1. Although the Director attempted a market approach, there were insufficient comparable sales for clear guidance.
2. Following the Director's assessment, this matter was first heard by the Harding County Commission, sitting as the Harding County Board of Equalization. The Clarksons then appealed to the Office of Hearing Examiners. Following an adverse ruling, the County thereafter appealed to the circuit court pursuant to SDCL 10-11-43, which provides in part that “[t]he appeal shall be taken and conducted pursuant to the provisions of chapter 1-26.” SDCL 1-26-35 states in part, “[a] trial de novo shall not be granted unless otherwise authorized by law․” With this procedural background, no provision justified anything other than a review in accordance with the provisions of SDCL ch. 1-26.
3. If the appeal had been directly to the circuit court pursuant to SDCL 10-11-44, as opposed to first appealing to the Office of Hearing Examiners, then the circuit court would have been required to hear the case de novo, the same as an appeal from a decision of county commissioners as provided in SDCL 7-8-30 and 7-8-31. SDCL 10-11-45.
4. As of the time of the appeal to the circuit court, there had been no other assessment appeals in Harding County claiming the same problems the Clarksons asserted.

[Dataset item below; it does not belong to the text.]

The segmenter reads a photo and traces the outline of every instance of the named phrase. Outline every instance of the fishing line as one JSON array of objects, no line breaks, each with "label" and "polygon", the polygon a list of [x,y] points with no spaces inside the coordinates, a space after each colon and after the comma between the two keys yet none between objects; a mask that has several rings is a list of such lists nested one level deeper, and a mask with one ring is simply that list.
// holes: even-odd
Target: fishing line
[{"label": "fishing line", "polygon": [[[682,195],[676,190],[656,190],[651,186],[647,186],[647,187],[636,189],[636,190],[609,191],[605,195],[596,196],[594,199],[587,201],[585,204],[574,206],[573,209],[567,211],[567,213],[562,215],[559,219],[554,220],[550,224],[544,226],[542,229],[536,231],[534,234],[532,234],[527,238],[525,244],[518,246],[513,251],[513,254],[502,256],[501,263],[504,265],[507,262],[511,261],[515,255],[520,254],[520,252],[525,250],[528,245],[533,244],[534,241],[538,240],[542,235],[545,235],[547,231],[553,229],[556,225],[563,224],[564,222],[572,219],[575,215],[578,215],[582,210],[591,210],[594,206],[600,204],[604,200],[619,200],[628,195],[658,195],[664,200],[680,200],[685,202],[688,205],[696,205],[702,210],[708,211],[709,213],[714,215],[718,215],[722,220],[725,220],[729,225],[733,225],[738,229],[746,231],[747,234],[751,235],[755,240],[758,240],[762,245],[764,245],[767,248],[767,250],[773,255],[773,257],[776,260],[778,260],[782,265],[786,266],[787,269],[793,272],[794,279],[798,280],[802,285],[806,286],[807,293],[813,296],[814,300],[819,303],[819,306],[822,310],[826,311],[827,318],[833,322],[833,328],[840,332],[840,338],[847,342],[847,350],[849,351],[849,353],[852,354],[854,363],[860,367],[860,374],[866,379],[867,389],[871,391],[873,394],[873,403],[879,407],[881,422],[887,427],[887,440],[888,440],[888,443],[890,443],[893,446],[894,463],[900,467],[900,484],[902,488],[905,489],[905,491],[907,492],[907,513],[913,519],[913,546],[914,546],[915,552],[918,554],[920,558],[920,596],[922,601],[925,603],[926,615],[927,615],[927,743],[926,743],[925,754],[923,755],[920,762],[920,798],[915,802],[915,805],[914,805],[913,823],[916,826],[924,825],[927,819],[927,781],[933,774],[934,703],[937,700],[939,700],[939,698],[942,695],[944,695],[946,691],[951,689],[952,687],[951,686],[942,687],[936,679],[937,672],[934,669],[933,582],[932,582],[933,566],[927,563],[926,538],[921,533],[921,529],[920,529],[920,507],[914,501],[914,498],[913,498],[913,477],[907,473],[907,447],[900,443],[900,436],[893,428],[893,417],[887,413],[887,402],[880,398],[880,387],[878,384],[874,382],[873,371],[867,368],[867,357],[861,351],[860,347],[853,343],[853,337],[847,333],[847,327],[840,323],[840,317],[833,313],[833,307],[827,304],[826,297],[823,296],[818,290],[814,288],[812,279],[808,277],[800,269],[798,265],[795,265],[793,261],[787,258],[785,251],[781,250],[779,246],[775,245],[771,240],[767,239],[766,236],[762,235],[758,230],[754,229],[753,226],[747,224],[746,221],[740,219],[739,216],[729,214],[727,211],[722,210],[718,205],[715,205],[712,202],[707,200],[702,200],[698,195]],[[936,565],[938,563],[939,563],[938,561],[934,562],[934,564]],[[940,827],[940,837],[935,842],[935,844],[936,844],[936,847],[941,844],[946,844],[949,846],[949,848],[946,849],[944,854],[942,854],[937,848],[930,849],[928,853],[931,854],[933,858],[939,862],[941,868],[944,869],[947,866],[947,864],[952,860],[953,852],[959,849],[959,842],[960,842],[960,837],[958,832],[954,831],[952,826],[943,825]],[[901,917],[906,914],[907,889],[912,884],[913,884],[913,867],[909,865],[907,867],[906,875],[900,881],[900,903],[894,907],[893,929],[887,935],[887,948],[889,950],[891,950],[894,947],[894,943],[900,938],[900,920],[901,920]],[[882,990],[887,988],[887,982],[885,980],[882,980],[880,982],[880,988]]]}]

5. The County maintains the value of the Clarkson property has not been affected because the oil companies purportedly reimburse Clarksons for loss of agricultural production. The oil companies, however, only reimburse the Clarksons for the actual losses to land and livestock sustained. They have not been reimbursed for any associated loss in production attributable to the oil operations.
6. Harding County does not allege that the hearing examiner disregarded the average “acres per animal unit” measure in SDCL 10-6-33.2 to assess the capacity of the land to produce agricultural products.
[¶ 13.] MILLER, C.J., and SABERS, AMUNDSON and GILBERTSON, JJ., concur.